Он так просил, что я решился: зайду и объясню, чтоб больше не приставали и чтоб никаких мне больше утопленников!
Жили они в комнатушке с кухней. Чистенько, и все бумажками устлано: и плита и полочки. "Старуха" была крепкая, лет сорока пяти.
Она мне и в пояс поклонилась, хотя я не старше был ее Федьки. А потом глянула на меня очень крепенько.
– Что ж это вы, - говорит, - молодой человек, как бы сказать, чванитесь? Вам господь послал человеку жизнь спасти, слов нет - спасибо, она снова поклонилась, на этот раз уж не очень.
– А что же выходит? Вы благодарность нашу ногой швыряете, а сами должны понимать, вы не мальчик: он у меня один, смерть за ним ходила, слава Христе, - она твердо перекрестилась, - смерть не вышла ему, и должны мы это дело искупить. А если мы это указание оставим без внимания, то, значит, снова нас оно мучить будет, и тогда уж ему...
– она огляделась, - тогда ему уж прямо в ведре утонуть может случиться. На это вы его навести хотите, молодой человек? Да?
– и уж такими она на меня злыми глазами глядела, так бы вот и прошпилила насквозь.
– Молчите?

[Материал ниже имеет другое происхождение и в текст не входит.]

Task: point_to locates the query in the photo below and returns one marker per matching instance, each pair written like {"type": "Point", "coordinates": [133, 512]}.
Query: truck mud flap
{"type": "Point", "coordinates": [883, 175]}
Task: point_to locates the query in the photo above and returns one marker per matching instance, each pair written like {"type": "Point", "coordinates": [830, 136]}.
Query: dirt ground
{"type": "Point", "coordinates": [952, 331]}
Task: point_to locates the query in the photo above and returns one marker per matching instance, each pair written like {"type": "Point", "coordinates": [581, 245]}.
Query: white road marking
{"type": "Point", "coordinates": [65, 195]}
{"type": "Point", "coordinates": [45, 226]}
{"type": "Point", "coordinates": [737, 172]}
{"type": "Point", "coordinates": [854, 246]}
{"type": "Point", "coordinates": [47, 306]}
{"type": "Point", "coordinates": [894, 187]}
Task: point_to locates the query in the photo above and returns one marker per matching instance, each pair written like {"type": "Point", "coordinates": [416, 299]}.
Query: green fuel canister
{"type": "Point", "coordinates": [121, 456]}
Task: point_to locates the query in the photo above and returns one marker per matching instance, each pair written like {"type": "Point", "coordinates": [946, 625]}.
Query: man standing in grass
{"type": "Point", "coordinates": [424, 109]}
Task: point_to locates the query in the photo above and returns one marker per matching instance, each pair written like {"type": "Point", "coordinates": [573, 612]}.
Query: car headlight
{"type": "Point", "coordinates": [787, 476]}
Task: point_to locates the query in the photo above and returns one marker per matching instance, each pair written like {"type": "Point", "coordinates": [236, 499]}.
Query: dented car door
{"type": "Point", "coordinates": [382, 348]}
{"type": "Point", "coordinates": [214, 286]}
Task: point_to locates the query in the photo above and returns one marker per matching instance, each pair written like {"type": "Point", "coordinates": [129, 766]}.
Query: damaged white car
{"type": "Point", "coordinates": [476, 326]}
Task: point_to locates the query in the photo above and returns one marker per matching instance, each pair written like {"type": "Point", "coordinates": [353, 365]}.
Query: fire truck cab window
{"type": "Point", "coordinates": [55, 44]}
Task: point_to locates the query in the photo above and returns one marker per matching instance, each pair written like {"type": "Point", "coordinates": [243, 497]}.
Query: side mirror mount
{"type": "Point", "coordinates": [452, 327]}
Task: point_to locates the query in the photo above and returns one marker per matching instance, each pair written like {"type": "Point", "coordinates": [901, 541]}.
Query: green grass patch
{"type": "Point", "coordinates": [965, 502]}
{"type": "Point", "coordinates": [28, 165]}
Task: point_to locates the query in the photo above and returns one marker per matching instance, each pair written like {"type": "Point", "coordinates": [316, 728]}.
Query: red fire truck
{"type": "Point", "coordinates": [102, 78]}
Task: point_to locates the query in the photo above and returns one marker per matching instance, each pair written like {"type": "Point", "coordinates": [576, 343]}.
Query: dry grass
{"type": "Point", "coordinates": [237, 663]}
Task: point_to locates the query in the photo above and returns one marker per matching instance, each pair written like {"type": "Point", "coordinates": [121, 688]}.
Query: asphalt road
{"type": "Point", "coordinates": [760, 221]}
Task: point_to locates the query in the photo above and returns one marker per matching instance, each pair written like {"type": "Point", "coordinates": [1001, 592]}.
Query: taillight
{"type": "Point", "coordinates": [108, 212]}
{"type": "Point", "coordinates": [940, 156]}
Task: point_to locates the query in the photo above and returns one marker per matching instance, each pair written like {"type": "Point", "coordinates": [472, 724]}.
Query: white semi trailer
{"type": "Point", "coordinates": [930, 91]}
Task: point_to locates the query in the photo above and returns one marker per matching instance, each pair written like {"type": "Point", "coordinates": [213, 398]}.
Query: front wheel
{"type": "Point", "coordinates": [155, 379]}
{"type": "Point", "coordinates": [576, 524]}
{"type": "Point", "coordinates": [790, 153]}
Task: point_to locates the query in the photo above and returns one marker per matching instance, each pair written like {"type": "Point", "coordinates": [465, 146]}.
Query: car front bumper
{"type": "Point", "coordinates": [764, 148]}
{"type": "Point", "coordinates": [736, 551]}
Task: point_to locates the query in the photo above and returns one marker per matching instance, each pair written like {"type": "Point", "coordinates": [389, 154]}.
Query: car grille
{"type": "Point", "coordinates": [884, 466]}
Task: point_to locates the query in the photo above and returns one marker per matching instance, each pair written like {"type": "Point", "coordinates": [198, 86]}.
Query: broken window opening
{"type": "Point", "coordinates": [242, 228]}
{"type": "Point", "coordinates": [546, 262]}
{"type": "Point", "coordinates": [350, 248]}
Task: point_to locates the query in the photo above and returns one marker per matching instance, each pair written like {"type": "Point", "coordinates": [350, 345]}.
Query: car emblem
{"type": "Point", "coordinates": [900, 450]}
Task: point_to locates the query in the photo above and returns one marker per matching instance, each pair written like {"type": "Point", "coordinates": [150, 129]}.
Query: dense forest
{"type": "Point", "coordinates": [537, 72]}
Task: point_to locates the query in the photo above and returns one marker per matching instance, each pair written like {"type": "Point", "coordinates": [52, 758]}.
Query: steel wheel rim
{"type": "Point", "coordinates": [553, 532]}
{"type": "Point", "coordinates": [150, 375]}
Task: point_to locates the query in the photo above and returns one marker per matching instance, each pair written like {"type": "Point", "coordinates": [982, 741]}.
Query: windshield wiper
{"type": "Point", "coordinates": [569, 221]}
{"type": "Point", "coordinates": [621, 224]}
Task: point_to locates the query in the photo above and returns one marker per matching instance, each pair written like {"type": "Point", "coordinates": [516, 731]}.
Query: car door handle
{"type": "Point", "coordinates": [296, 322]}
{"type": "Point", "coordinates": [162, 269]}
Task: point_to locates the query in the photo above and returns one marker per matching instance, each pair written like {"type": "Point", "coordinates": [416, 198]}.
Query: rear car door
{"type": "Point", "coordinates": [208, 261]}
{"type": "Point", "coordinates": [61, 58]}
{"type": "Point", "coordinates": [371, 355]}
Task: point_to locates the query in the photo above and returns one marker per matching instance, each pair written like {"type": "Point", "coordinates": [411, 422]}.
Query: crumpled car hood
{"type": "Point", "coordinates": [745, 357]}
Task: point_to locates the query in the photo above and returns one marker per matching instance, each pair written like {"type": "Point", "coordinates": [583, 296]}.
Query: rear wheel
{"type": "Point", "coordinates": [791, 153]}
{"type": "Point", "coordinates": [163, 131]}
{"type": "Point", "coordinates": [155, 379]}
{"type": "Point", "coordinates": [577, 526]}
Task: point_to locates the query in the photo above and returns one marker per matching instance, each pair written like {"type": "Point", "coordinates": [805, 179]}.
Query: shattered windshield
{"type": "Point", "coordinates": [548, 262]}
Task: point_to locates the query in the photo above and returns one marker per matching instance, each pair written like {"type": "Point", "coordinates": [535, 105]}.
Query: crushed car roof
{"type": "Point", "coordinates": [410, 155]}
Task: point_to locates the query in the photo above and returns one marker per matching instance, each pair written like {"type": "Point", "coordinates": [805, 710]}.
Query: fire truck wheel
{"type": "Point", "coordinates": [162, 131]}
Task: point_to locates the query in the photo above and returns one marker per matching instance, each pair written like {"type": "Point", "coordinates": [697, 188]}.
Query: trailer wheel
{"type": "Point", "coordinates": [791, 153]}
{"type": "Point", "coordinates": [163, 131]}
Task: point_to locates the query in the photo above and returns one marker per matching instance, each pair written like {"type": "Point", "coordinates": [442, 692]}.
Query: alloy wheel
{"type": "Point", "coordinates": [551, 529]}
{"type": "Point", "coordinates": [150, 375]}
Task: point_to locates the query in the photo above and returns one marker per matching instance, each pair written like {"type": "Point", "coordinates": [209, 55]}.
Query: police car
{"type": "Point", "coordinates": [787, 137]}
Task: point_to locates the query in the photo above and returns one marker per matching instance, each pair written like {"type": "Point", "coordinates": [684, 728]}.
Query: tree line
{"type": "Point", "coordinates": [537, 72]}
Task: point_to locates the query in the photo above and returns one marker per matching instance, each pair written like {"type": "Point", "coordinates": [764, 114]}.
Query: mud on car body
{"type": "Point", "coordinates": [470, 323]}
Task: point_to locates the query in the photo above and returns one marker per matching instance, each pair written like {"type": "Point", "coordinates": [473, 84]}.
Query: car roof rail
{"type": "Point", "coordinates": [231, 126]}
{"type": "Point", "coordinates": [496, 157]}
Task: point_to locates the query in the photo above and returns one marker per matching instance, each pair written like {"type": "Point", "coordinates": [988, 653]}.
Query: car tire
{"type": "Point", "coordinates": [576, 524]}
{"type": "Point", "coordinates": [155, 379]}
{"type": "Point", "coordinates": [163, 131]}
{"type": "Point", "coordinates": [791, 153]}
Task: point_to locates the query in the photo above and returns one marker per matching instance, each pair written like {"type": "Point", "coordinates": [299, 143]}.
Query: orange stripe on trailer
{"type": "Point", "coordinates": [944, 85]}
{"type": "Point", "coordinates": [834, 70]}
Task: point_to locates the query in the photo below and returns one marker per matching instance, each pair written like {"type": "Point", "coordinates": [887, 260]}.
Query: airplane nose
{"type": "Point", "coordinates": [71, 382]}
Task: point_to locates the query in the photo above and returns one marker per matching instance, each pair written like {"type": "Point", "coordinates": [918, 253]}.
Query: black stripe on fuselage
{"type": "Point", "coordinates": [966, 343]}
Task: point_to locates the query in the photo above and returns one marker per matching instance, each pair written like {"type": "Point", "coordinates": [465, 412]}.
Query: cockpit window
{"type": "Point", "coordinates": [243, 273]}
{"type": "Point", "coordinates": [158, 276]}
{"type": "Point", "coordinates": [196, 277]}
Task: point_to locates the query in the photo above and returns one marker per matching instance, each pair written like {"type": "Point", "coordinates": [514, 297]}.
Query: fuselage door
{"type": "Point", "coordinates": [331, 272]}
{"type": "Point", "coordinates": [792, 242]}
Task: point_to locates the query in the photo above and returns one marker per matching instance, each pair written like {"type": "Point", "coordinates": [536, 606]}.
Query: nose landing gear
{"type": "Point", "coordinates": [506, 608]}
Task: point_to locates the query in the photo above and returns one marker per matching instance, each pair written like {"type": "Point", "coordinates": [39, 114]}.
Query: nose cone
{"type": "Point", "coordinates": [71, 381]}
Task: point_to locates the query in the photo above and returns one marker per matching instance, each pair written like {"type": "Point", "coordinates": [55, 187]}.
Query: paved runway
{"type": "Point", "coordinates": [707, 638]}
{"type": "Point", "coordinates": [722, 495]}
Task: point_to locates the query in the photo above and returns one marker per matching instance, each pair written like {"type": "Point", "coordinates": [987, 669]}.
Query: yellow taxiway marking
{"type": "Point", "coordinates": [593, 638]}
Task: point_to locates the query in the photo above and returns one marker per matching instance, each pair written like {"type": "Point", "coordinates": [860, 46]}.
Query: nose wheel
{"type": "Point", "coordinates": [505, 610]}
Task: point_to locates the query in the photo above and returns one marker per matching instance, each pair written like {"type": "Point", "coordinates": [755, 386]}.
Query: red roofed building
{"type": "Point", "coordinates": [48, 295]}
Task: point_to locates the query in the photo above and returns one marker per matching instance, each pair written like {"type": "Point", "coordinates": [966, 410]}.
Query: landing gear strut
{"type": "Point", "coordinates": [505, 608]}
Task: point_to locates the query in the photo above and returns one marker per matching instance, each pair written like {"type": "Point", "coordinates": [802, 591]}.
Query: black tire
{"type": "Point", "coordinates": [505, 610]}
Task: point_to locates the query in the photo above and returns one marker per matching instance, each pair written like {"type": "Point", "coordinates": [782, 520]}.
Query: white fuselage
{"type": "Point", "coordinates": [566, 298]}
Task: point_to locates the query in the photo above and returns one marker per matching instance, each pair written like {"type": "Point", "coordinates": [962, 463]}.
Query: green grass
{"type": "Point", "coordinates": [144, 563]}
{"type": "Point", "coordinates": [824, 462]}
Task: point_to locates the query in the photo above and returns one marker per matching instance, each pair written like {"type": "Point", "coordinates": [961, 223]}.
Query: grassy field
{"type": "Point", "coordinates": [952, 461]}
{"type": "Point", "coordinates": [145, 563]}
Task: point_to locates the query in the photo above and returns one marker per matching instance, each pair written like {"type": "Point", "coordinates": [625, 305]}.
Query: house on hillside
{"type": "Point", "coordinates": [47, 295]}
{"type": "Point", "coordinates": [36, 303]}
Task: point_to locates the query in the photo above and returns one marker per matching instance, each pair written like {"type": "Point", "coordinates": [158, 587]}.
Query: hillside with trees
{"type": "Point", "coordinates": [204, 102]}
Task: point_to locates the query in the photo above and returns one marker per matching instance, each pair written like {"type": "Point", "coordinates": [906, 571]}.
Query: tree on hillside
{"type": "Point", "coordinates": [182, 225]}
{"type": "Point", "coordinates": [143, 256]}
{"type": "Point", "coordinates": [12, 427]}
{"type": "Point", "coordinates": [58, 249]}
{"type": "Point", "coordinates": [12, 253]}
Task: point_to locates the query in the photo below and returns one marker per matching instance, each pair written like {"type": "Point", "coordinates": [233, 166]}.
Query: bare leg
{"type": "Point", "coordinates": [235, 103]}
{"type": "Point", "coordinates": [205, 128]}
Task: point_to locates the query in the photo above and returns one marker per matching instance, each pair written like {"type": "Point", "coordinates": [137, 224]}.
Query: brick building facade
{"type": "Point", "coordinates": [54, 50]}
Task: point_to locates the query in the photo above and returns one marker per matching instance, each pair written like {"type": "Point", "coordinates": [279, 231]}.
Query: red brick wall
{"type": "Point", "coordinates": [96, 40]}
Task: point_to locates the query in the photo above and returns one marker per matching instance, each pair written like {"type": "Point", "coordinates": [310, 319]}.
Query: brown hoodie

А то, что мать сохнет, что я его каждый день точу: возблагодарил? А то, что я листом осиновым дрожу, думаю: как же это он останется в воде неплаченный. А? Это вам нипочем? В баню пойдет, так я как на угольях, пока воротится.
– Так что же вы хотите?
– я уж стал пятиться к двери.
– Что хотим?
– закричала мне в лицо эта мамаша.
– Да ты-то что, ирод, хочешь? Бочку золота хочешь? Нет у нас бочек! С огурцами у нас кадушка, с огурцами! Так какого тебе рожна еще подать, чтоб ты взял, креста на тебе нет! На, на самовар, - она схватила с полки медный самовар и тыкала им мне в живот.
– Подушку? Федор, подавай подушки!
Она поставила самовар мне под ноги, бросилась к кровати, - там, как надутые, лежали пузырями две громадные подушки. С этими подушками она пошла на меня.